The Vietnamese father talked about in that story was one of the victims and survivors of the famous (or infamous) My Lai massacre, a major sequence in America’s withdrawal of its forces from Vietnam. It is, of course, a true story as related by the father to the son so that it could be written down. But rather than sound piteous about the massacre and how many lives lost, the author chooses a certain mode of narrative that, ethnicity or not, make us think of it as all too familiar.

“May be he didn’t tell it exactly that way,” writes Nam Le. “May be I’m filling in the gaps. But you’re not under oath when writing a eulogy, and this is close enough. My father grew up in the province of Quang Ngai, in the village of Son My, in the hamlet of Tu Cung, later known to the Americans as My Lai. He was fourteen years old.”

On the day that the major paper is to be submitted for assessment the father had, in the act of not only chastising but critiquing his son’s creative efforts, burnt the whole manuscript and sent it packing in the form ashes downriver. There goes the truth about My Lai.

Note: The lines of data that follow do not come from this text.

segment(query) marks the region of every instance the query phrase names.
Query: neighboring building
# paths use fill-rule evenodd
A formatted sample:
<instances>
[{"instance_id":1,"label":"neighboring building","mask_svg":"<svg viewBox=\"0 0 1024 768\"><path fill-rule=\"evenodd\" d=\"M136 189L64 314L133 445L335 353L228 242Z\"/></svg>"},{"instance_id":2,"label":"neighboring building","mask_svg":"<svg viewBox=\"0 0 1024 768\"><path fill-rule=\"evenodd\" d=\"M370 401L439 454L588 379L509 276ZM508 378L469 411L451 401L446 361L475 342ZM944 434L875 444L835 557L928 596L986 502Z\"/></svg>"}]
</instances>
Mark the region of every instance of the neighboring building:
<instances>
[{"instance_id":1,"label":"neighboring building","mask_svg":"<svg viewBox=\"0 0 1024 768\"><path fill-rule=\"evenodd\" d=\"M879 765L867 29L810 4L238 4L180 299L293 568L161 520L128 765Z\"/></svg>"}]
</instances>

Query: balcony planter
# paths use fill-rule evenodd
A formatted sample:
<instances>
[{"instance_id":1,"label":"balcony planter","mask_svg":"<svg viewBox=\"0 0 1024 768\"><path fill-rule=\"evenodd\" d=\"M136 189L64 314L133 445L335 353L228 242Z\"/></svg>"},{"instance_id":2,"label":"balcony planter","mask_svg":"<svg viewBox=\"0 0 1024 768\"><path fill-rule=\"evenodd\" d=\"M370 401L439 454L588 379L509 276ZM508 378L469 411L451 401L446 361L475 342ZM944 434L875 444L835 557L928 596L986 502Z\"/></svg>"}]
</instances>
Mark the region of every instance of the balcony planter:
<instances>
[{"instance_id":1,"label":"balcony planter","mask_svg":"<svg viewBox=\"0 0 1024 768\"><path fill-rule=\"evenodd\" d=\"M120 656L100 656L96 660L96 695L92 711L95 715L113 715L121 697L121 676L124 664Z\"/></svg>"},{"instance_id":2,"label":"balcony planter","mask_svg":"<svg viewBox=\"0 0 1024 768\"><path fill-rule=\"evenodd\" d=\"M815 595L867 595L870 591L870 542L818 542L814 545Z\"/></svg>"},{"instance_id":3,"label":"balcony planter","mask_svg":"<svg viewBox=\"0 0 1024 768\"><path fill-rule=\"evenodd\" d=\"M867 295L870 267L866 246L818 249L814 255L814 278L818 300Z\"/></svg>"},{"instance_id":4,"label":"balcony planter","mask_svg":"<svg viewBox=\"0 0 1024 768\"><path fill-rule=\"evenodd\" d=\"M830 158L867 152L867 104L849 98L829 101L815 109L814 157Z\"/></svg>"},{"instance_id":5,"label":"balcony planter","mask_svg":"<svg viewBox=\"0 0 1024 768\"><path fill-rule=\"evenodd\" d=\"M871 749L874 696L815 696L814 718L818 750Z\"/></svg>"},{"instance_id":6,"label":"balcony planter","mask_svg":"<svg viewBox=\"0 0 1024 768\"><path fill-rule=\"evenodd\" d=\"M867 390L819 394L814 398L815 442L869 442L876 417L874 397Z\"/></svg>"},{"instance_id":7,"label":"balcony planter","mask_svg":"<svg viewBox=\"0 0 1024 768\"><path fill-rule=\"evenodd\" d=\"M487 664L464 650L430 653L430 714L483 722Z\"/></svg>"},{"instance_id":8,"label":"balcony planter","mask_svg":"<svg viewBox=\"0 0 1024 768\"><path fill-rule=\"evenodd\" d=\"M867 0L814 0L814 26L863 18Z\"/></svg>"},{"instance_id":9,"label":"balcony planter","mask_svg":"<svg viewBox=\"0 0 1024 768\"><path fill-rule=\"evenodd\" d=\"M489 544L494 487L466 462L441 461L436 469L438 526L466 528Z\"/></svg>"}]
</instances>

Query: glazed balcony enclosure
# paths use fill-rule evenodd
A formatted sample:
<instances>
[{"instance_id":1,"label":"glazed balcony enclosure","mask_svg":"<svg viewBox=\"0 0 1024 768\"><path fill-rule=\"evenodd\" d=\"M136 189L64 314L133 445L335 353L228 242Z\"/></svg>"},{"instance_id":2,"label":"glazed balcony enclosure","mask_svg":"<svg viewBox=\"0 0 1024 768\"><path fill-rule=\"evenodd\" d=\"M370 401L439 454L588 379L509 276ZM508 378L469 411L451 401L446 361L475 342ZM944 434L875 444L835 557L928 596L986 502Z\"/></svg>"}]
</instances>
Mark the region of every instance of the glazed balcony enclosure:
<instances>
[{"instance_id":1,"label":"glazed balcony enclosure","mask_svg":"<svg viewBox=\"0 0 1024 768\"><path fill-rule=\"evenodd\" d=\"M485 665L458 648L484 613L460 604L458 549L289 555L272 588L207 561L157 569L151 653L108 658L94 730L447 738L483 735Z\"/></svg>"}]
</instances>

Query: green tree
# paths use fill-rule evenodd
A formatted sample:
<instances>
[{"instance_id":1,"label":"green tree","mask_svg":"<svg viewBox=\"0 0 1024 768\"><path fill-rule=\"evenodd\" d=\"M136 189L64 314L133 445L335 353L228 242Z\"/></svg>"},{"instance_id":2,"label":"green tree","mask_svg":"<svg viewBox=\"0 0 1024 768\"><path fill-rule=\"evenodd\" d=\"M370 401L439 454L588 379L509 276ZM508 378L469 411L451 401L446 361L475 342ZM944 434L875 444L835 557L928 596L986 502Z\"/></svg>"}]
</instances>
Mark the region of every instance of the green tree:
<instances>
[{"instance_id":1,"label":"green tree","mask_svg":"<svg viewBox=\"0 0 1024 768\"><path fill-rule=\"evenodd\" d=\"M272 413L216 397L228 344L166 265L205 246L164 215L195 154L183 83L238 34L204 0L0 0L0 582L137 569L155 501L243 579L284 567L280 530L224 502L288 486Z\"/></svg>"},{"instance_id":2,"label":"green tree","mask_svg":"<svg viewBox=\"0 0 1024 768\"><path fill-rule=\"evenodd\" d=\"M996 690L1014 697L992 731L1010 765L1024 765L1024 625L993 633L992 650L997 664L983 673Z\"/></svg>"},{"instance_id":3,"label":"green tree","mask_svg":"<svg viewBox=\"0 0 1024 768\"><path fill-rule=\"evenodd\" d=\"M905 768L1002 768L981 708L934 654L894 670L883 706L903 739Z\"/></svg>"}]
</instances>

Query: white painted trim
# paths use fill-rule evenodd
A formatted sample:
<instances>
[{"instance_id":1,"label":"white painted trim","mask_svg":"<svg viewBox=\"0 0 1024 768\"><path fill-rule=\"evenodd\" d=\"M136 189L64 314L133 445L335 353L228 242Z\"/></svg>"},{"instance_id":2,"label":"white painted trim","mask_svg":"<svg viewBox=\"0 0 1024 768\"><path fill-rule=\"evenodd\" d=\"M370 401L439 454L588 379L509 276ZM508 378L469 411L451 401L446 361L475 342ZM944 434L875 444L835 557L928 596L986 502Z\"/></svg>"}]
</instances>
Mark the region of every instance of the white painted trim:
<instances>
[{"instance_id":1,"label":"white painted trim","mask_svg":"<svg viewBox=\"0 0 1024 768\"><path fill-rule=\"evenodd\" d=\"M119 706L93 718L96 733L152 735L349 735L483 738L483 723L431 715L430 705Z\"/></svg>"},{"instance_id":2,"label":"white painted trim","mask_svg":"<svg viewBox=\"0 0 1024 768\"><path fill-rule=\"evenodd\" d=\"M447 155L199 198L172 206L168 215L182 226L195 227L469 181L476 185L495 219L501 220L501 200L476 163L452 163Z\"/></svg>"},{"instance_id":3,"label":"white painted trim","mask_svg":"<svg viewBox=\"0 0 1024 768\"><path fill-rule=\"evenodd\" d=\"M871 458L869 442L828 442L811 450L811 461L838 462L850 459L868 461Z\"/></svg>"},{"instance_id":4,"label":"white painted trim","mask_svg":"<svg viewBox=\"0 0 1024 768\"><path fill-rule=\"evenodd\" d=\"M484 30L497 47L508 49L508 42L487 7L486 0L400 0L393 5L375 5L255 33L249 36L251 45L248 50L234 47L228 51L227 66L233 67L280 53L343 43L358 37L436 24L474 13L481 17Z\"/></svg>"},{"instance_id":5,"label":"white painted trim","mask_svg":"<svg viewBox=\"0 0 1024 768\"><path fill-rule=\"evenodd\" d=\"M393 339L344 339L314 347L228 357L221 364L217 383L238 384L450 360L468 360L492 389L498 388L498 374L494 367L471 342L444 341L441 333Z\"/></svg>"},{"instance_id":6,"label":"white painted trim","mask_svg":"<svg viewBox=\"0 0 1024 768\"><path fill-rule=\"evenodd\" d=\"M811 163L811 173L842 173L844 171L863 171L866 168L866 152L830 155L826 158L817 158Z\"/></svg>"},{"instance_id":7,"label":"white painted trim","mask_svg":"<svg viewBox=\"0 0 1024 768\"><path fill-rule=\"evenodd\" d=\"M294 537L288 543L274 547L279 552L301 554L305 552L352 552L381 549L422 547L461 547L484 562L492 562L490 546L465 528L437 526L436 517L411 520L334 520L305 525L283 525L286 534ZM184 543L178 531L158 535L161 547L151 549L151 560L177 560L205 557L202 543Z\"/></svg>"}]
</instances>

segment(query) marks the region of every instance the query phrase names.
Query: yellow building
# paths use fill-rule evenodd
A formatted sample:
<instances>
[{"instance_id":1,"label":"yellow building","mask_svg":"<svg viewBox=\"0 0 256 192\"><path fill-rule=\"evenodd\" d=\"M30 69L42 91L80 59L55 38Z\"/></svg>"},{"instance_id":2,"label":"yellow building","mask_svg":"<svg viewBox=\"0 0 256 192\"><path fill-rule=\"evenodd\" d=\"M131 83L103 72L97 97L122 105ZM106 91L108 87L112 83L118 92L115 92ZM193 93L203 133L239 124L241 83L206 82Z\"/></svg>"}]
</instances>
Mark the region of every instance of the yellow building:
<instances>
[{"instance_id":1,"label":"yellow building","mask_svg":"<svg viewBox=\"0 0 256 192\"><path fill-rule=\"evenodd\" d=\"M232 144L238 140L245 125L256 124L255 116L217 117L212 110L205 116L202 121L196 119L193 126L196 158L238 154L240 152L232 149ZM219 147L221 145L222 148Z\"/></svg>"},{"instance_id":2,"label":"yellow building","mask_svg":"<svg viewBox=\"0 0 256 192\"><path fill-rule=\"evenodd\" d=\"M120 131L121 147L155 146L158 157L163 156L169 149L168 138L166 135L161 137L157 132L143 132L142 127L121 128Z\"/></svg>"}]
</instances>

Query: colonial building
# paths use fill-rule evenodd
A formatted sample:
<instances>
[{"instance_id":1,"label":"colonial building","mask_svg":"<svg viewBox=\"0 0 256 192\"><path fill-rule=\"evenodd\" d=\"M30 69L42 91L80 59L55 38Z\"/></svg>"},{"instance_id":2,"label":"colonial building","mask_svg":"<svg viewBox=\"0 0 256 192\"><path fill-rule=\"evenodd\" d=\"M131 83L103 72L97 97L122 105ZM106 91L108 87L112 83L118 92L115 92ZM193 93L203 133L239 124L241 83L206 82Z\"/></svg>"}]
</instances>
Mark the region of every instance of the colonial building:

The other six stories are similarly narrated: strong, incisive, less piteous, and all the time nudging the well experienced writer that “this is how it is done in creative literature.” And the literary device used therein is the metaphor, touching powerfully the edges of the surreal and the absurd: an old run down junk full of ghostly beings fleeing a certain fate (The Boat); a fourteen year-old boy in Columbia being manipulated as a drug pusher, getting “promoted” to an “office job”, a post where he will be closer to the drug lords and their empire, only to learn that to qualify he must eliminate a rival who happens to be his close friend simply because the friend has converted to a United Nations humanitarian aid program of sorts thereby placing the whole drug ring at risk, and that he must act fast since his own life is at risk, and that in his choice of suicidal assassination when in close range of the drug lord whom he is meeting in person for the first time, his hand in his hip pocket, having pulled out the pin of the hand grenade, he realizes to his dismay that the leader, the benefactor of all youth of Cartagena, is an albino, meaning a black man (Cartagena); a grade three little girl smiles before a camera just to be blinded temporarily by a sudden streak of bleaching flashlight from the lens (Hiroshima); a small town youth challenges a bully over a girl with threats of ethnic violence looming menacingly at the background (Halflead Bay); a haemorrhaging cancer-riddled father half bleeding to death in anticipation of meeting a lost but remorseless daughter after eighteen years (Meeting Elise); and a middle aged American woman curious about the complexities of gender issues in the Islamic world (Tehran Calling).  
We could talk about The Boat and Nam Le’s art more, space permitting, but for the moment just the mention of the book’s relevance to PNG. We have to read as much as we can books of this quality in order to get our world view polished up a bit. That book coupled with those of the Arabic world telling you about the oil rich desert countries, about those that romanticize Diaspora such as which Mogadishu- or Bengali-born individuals are trying to make do with what they have as their roots somewhere in the middle of New York, London or Paris, or about those that tell you, a respectable Papua New Guinean reader, that a certain Turkish-born Orhan Pamuk deserves to be read because he is the 2006 winner of the Nobel Prize for Literature and so on. (Mr. Orhan Pamuk must forgive us here but his surname in Papua New Guinea Tok Pisin denotes a term of the same spelling with strong sensuous connotations.)

But out of that variety of books we must certainly consider The Boat an equally enlightening bargain for the well-informed PNG reader.